While Mika was able to have surgery to repair the damaged artery, many others aren't so lucky. To be sure, cardiovascular diseases and stroke kill approximately one woman every 80 seconds. And it isn't just the elderly or overweight who are impacted. Rather, heart disease affects women of all ages, ethnicities, and lifestyles.
In recognition of February being Heart Health Month, we're bringing you some valuable information about women and heart disease. Given that approximately 44 million women have to contend with cardiovascular diseases in the United States, it's important to recognize the signs, symptoms, and preventative measures to avoid another fatality.
Good to Know
Heart disease strikes more women than men each year and is more deadly than all forms of cancer combined. Although breast cancer claims the life of one in 31 American women annually, heart disease is responsible for the deaths of one in three women every year.
At least 90 percent of women have one or more risk factors for heart disease or stroke.
Despite media's portrayal of heart attacks involving massive chest pain, women often experience a shortness of breath, nausea/vomiting, dizziness, back or jaw pain, and extreme fatigue.
A change in lifestyle and education can prevent 80 percent of heart disease and stroke events.
One in four women dies from heart disease in the United States.
While the traditional risk factors for heart disease -- obesity, high cholesterol, and high blood pressure -- apply to women, other factors play a role as well.
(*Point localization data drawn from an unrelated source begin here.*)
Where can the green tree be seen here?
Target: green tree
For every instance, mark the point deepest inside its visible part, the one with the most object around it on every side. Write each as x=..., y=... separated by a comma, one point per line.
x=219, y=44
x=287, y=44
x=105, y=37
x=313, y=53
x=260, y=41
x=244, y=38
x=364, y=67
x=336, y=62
Factors such as diabetes, pregnancy complications, menopause, depression, and smoking contribute to a much greater incidence of heart disease in women.
Losing even a small amount of weight can help by reducing a person's risk of diabetes and lessening their blood pressure.
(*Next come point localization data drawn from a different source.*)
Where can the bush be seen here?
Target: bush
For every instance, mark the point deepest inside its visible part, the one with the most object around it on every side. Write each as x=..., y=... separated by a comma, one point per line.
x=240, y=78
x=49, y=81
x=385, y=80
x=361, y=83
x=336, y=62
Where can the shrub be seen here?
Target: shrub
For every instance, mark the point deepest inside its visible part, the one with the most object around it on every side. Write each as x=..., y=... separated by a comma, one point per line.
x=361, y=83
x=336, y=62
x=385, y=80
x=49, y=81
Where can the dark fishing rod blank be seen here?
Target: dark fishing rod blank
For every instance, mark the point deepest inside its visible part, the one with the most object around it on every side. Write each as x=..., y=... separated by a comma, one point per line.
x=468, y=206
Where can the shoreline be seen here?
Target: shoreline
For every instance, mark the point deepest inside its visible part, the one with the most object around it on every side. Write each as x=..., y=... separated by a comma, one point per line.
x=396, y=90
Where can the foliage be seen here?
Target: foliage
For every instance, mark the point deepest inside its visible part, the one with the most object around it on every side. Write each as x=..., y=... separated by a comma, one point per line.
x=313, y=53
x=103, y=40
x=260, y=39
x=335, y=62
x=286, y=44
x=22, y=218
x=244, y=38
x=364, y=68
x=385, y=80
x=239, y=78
Treatment for heart disease may include medications, coronary bypass surgery, angioplasty and stenting, and lifestyle changes. Unfortunately, women without chest pains are far less likely to be offered some of these lifesaving options.
Hispanic women often develop heart disease ten years earlier than Caucasian women.
A staggering 48.3 percent of African-American women have cardiovascular disease.
Whether you’re training for a marathon or simply want to enjoy life, your heart is the engine that propels you. Take a moment to reflect on your own health and learn ways to lessen your risk of cardiovascular problems.